Canadian Prime Minister Pierre Trudeau is going to Washington Monday to meet President Carter for the first time and to tell Americans that Canada can survive as a united country.
Trudeau and Carter are expected to hold four hours of discussions during the 2 1/2-day visit, and Trudeau will address Congress Tuesday, the Canadian prime minister ever to do so.
Officials in both countries say that the economic and cultural squabbles of recent years are largely past and that the two leaders will be sizing each other up to see how well they can get along.
They list a range of subjects to be discussed, from environmental problems along the U.S.-Canadian border to world arms limits - but they say that U.S. interest will focus on Trudeau's response to Canada's constitution crisis created by the election of a separatist government in Quebec Province.
Trudeau insists that he will not use his 20-minute speech to Congress to reply directly to Quebec Premier Rene Levesque, who went to New York last month to tell influental bankers and investors there why he wants to make the French-speaking province an independent republic.
The speech to Congress is seen here by many as potentially one of the most important of Trudeau's political career. It will be broadcast live on the country's public-owned national television network.
Levesque urged members of the Economic Club of New York to continue investing in Quebec. He said their investments would be secure, even if Quebec gains independence and the 110-year-old Canadian confederation collapses. There were outraged responses from Canadian federalists here over his comparison of his campaign for independence with the American Revolution.
Canadian authorities say the crisis over Quebec will be "of intense interest" in the United States.
"He can't reply directly to Levesque but he will want to tell Carter and the Congress of his expectations for Canada's future," a senior offical said. "There is bound to be a lot of interest in the national political integrity of this country."

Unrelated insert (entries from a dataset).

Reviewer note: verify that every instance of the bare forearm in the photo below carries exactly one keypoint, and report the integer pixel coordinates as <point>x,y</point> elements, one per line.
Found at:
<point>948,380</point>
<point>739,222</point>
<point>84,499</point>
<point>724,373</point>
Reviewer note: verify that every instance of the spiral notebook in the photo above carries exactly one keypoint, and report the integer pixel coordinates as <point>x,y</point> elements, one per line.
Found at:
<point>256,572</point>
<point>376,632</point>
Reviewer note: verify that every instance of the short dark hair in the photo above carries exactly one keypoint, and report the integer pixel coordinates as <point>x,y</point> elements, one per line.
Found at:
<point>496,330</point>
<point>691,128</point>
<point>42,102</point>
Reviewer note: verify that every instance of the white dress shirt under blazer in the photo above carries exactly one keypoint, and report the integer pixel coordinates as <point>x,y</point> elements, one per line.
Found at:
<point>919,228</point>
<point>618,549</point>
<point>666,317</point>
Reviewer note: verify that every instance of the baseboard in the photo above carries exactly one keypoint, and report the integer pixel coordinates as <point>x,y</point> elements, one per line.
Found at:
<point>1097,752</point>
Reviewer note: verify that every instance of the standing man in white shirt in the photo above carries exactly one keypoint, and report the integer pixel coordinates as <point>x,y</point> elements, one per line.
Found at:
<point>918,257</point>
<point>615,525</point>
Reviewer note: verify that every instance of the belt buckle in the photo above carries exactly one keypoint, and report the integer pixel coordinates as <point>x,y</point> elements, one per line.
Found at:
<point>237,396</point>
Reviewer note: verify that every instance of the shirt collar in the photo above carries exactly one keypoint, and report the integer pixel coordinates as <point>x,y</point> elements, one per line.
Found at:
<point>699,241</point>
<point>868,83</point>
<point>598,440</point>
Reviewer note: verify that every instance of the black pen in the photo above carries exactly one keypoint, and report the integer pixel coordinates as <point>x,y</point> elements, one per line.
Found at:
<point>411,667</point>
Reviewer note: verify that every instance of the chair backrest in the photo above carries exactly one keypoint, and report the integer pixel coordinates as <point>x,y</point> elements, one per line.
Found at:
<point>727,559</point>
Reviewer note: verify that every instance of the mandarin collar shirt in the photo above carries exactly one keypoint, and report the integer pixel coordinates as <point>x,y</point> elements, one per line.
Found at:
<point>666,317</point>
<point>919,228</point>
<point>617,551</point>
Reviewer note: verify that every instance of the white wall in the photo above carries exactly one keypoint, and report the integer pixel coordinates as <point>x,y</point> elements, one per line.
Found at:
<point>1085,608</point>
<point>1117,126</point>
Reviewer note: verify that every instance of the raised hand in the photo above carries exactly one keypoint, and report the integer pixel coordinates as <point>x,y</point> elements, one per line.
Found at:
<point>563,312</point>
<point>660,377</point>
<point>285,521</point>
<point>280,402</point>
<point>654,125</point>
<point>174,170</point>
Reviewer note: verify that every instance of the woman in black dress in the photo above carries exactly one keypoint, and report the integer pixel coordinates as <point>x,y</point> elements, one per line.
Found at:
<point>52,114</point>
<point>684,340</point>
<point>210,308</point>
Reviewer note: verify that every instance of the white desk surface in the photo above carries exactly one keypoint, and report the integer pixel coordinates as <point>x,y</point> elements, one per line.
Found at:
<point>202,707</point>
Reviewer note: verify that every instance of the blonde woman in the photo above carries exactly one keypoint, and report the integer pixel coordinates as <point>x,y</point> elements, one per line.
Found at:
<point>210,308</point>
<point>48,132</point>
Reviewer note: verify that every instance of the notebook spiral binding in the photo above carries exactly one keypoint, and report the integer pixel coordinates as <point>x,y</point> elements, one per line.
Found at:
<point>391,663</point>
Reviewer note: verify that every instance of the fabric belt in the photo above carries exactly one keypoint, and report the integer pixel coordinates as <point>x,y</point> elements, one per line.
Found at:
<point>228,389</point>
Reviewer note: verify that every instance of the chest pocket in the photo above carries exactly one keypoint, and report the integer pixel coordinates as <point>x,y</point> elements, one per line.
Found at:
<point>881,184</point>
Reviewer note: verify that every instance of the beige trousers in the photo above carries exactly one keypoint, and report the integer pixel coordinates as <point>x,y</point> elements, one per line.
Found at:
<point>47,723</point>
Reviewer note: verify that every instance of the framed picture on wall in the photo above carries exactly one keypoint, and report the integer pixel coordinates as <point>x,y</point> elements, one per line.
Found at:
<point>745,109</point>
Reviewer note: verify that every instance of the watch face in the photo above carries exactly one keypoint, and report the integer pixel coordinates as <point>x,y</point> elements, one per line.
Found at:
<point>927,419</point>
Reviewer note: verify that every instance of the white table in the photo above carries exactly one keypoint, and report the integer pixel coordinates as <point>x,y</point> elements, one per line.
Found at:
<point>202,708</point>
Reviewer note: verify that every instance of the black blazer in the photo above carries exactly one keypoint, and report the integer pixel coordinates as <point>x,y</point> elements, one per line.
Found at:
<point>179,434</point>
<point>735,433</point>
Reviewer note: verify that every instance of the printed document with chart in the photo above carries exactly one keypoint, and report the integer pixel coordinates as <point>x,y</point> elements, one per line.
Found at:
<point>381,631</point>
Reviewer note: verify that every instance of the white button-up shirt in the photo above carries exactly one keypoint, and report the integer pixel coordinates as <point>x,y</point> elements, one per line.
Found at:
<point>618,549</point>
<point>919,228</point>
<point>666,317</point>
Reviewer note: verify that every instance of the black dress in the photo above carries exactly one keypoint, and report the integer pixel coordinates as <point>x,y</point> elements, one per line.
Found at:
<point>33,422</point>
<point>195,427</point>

State Department official say Americans will want to hear where Trudeau thinks confederation is going and what it means for the United States.

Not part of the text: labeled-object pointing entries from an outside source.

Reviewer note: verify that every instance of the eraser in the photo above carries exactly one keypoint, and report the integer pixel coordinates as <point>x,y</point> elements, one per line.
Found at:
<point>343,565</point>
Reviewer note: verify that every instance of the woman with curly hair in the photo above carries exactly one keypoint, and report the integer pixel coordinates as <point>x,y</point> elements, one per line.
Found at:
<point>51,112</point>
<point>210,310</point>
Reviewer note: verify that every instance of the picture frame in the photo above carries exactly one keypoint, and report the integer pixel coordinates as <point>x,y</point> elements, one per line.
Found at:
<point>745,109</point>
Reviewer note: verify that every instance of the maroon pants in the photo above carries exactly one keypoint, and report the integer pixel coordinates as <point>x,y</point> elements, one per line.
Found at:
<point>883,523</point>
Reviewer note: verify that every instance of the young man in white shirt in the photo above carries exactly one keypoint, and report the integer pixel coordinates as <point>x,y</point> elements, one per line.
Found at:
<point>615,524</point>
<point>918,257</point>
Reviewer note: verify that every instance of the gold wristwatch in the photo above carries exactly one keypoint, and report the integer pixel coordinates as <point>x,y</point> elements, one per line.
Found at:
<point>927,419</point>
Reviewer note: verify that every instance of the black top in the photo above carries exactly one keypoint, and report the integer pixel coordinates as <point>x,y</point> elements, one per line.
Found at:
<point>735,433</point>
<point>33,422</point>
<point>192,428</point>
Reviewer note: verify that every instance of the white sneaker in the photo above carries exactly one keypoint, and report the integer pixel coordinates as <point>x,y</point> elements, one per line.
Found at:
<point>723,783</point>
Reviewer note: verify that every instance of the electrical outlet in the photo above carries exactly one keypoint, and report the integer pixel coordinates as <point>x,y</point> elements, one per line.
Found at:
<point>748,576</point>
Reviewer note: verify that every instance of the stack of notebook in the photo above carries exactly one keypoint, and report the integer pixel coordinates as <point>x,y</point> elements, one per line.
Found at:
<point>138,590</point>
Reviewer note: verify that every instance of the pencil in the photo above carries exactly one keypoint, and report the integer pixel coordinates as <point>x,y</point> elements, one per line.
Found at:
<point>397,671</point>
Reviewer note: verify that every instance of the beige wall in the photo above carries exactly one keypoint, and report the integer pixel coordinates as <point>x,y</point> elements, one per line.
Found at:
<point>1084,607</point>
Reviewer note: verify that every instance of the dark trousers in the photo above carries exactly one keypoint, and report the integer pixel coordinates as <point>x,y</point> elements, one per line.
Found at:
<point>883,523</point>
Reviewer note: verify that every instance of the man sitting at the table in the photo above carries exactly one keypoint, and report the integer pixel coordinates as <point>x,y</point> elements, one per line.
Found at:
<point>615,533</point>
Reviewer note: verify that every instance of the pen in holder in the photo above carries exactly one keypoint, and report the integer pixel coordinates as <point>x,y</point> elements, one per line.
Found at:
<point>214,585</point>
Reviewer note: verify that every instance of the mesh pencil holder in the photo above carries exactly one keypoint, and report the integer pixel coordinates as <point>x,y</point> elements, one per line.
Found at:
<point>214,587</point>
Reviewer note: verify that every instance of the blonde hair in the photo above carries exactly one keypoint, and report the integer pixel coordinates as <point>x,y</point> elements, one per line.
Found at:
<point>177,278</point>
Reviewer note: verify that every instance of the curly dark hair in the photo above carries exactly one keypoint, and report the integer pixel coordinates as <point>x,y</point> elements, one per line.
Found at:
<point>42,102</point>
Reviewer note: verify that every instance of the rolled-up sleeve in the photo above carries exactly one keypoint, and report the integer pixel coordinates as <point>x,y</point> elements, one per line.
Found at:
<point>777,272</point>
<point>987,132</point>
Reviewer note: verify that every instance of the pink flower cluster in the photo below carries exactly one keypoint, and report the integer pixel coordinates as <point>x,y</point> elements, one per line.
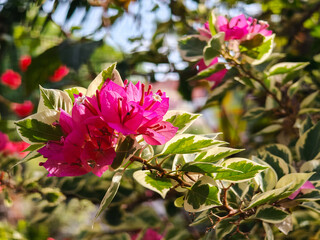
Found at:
<point>95,124</point>
<point>12,148</point>
<point>238,28</point>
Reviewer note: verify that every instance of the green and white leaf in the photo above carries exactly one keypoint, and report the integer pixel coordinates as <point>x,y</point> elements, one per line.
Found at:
<point>279,150</point>
<point>266,179</point>
<point>111,192</point>
<point>261,53</point>
<point>201,167</point>
<point>286,67</point>
<point>245,169</point>
<point>277,163</point>
<point>312,166</point>
<point>308,145</point>
<point>97,83</point>
<point>153,182</point>
<point>191,47</point>
<point>216,153</point>
<point>208,72</point>
<point>284,188</point>
<point>38,128</point>
<point>181,119</point>
<point>271,214</point>
<point>204,194</point>
<point>213,48</point>
<point>188,143</point>
<point>52,99</point>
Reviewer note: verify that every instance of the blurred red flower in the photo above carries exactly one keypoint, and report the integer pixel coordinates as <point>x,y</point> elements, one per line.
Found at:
<point>59,74</point>
<point>22,109</point>
<point>24,62</point>
<point>11,78</point>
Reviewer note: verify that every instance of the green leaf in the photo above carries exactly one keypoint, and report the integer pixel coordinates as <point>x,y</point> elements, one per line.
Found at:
<point>187,143</point>
<point>256,41</point>
<point>98,82</point>
<point>215,154</point>
<point>268,230</point>
<point>54,99</point>
<point>308,145</point>
<point>153,182</point>
<point>201,167</point>
<point>208,72</point>
<point>111,192</point>
<point>204,194</point>
<point>286,67</point>
<point>244,170</point>
<point>284,188</point>
<point>125,150</point>
<point>267,179</point>
<point>280,151</point>
<point>271,214</point>
<point>191,47</point>
<point>255,113</point>
<point>75,90</point>
<point>180,119</point>
<point>35,131</point>
<point>261,53</point>
<point>312,166</point>
<point>213,48</point>
<point>225,227</point>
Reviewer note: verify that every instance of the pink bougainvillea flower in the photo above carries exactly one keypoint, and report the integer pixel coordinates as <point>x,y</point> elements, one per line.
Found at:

"Instinctively Americans are not separatists and will listen very attentively to what Trudeau says about the future of Canada," one said.
Trudeau is said to be worrying over how to present his case for national unity at home while speaking in a foreign country.
He can easily fuel further separatist sentiments in Quebec by coming down too hard on Levesque. He cannot understate the seriousness of the crisis, however, particularly following a decision this week by the Royal Bank of Canada, one of the country's largest chartered banks, to move part of its head office operation from the Quebec metropolis of Montreal to Toronto, the most important city of English Canada. The move includes the bank's investments, international money markets and corporate marketing and development sections.
The Trudeau visit is regarded here as the beginning of friendier Canadian American relations. For the first time, there is no list of so-called "irritants" to be dealt with.
"It is fair to say that several years ago there was some concern on both sides over the way the relationship was going," a U.S. official said. "But now attitudes have changed and there is a more favorable feeling."
U.S. officials say they have adjusted to Canada's gradual phase-out of oil exports and its increase in oil and gas prices to world market levels.
American fears over restrictions on foreign investment in Canada have subsided and the cultural feud that centered around the tax status of Time magazine has ended. Time killed its Canadian news section but continues to profit from domestic advertising in the U.S. edition sold here.
There has been a temporary truce in the dispute over U.S. border television stations selling advertising in Canadian markets. Canada has stopped randomly stripping commercials from programs beamed into the country by U.S. stations.
Both countries expect further progress this year on a five-year-old joint program to clean up the Great Lakes.
In addition, a major decision will be made this fall on the transportation of natural gas from Alaskan gas fields. The alternatives area trans-Alaska gas pipeline with liquefied natural gas shipped to U.S. destinations in tankers, or a pipeline through the Mackenzie River valley in the Northwest Territories.
There will be discussions of the proposed Garrison Dam project in North Dakota, which is seen by Canada as a potential pollutant of rivers in Manitoba Province.
The number of day-to-day contacts between top government officials in both countries increased dramatically with the arrival of Gerald Ford in 1974, and the expectation is that Trudeau's relations with Carter will be relaxed and friendly.